Thread Pools/Hot Thread Help

I am trying to get additional information on thread pools/hot threads.

I am currently looking for any documentation that may give some more detailed information on what these terms/stats mean in the out put.

If I run the hot thread command I can see the node.
Its node roles are listed as {dilm}
theres then a portion: ml.machine_memory= < insert very large number here>, ml.max_open_jobs=20

  1. we do not have any machine learning jobs running. Does elastic still keep memory open on the nodes for ML even if we do not have any ML jobs active?
  2. Do we have to remove the ML node role in order to remove that ml.machine_memory from the node. Will the removal of this memory increase performance?

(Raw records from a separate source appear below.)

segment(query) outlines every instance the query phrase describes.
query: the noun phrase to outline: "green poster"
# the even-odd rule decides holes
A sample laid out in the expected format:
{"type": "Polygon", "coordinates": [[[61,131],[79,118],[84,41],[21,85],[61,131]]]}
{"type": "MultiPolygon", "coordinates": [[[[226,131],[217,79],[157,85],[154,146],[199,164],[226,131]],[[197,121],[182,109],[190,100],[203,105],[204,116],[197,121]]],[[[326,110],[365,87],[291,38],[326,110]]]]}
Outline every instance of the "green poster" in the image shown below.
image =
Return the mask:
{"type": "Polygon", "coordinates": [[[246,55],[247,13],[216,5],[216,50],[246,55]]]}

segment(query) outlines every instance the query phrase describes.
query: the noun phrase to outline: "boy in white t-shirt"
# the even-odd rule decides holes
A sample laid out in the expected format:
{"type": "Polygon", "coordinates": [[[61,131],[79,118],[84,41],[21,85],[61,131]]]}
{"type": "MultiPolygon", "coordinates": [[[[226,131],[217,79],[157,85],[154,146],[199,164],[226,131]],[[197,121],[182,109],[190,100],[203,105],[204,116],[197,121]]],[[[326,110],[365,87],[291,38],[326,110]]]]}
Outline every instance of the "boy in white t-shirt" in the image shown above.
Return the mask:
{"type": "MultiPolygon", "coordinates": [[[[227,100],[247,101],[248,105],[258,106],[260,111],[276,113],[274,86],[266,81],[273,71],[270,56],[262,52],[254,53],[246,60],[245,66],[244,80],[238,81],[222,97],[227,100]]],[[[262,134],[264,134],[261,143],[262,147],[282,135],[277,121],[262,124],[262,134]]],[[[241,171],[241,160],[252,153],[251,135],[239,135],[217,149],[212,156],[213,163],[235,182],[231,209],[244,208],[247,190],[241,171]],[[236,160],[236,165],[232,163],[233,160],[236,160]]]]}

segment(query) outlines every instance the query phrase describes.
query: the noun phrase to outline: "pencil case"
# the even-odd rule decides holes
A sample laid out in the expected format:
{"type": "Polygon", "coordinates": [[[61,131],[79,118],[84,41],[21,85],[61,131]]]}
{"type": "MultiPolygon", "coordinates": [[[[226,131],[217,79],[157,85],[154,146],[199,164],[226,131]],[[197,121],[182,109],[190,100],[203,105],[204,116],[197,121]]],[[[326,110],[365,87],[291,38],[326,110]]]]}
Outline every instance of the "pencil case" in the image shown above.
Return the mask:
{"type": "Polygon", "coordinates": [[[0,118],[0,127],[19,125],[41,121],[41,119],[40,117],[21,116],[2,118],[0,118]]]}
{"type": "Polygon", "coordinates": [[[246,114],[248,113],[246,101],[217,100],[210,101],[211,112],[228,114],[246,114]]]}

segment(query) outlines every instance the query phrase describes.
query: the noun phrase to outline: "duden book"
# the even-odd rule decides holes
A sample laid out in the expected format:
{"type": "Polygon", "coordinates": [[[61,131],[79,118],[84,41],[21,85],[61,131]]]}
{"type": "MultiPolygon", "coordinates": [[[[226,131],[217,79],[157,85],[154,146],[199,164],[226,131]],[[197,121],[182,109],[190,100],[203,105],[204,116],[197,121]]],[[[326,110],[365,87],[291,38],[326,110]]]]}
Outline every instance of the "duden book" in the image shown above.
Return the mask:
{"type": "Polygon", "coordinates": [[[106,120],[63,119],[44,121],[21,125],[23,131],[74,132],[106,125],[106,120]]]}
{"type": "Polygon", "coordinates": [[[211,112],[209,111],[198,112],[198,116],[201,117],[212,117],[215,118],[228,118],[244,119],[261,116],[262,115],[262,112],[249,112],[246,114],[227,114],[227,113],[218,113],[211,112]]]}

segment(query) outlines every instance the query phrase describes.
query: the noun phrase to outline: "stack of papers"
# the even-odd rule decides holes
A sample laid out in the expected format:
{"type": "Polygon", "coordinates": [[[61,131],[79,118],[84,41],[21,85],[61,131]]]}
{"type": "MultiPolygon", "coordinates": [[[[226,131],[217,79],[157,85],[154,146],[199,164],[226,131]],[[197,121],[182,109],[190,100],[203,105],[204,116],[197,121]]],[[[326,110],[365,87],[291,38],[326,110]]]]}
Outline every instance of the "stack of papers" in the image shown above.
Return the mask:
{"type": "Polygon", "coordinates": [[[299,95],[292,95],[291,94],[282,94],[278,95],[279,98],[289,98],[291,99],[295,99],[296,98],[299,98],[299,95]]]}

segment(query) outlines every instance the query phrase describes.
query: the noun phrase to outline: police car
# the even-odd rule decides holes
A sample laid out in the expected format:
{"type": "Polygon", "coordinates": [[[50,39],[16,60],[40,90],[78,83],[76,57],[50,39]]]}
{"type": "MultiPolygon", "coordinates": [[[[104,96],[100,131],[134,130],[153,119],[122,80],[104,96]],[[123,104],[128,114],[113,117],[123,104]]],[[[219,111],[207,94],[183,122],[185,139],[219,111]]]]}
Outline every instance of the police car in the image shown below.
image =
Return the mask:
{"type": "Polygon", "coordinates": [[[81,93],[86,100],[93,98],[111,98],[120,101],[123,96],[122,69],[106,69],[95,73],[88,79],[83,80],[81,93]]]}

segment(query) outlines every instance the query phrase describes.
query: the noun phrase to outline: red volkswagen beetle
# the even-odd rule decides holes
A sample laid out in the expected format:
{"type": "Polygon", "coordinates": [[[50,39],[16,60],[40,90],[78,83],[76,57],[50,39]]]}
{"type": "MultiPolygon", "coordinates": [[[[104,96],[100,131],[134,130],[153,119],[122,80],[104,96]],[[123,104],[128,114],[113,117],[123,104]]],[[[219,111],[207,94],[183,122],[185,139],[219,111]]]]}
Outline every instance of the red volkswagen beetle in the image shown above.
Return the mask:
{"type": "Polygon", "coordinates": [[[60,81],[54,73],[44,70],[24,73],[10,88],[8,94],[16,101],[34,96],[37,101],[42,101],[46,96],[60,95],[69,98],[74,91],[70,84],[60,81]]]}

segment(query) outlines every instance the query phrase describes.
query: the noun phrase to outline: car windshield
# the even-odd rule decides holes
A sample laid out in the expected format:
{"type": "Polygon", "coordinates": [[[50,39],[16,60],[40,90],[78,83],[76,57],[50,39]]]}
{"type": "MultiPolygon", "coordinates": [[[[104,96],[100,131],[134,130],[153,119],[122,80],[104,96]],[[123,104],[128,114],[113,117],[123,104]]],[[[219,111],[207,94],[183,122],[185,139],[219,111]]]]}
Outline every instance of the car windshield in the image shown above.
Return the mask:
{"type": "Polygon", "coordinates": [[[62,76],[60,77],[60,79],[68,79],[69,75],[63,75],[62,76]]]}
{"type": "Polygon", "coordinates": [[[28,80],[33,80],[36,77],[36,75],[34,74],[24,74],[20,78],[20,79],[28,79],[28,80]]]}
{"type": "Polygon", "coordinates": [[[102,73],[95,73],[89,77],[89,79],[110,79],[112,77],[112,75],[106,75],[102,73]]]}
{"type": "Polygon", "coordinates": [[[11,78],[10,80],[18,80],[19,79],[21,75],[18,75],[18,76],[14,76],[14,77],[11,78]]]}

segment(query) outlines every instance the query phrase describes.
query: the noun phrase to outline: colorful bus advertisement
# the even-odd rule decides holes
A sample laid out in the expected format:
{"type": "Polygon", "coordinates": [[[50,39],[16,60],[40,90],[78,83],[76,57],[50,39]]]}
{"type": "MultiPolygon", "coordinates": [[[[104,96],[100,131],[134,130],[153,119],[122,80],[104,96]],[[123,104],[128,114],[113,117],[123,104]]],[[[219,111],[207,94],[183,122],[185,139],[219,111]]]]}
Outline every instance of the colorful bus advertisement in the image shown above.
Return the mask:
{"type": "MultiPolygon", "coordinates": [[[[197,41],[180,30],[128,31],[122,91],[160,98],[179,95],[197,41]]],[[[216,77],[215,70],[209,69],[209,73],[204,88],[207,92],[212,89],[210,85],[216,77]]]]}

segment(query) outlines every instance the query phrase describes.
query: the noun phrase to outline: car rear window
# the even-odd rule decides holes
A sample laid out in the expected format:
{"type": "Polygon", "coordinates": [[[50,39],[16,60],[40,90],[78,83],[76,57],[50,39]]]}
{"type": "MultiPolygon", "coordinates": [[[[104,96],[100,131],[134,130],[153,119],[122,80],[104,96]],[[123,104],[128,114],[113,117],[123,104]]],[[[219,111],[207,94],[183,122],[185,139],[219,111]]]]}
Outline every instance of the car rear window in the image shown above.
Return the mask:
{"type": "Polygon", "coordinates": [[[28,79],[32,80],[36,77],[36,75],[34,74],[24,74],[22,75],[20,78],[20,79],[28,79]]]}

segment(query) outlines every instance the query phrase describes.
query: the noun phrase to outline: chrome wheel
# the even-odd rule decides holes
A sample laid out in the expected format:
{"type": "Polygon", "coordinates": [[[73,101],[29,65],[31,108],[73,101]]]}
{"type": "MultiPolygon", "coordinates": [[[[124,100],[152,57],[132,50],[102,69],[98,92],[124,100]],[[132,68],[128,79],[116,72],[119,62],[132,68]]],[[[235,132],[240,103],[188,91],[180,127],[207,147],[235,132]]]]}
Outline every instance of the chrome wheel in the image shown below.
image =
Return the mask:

Also the hot thread API will give information about the specific thread and how much CPU it is using.
Ex: 91.9% (459.7 ms out of 500ms) cpu used by thread [T#1]
4/10 snapshots sharing following 41 elements.

  1. what are considered "snapshots" here?
  2. The 41 elements that follow this section are a little difficult to read. I am wondering if there is any documentation that can provide some insight to how to read these "elements"

Thanks so much

Specific to your ML questions:

  1. No, if there are no ML jobs, there is no "extra" memory reserved for ML. ML only consumes memory when there are active ML jobs running - and it does so outside of the JVM heap anyway.
  2. Because of 1. above, you don't have to remove the ML node role and even if you did it wouldn't change anything.

I will move this question to the elasticsearch tag so that you can get help there.

1 Like

Hot threads looks at activity over points in time to measure what's running when and what's taking resources at those times. So a snapshot is one of those time intervals.

There's not, no. If you have specific questions about that output then I would create a new thread :slight_smile:

1 Like

One quick follow up:

For the snapshot: how frequent are those intervals when Elastic will take a snapshot? And what happens when the snapshot reaches 10/10? Does it just recycle back to 0?

I'll start a new post regarding the elements section.

Thanks.
One quick follow up:

If there is no "extra" memory reserved for ML, can you elaborate on what that number (ml.machine_memory) is and why it is listed there?

If there is no "extra" memory reserved for ML, can you elaborate on what that number (ml.machine_memory) is and why it is listed there?

It literally is the memory of the host itself. Nothing to do with ML, really. Other than that in the reporting of internal settings, having knowledge of the overall size of the host is often useful if you're debugging memory issues with respect to ML.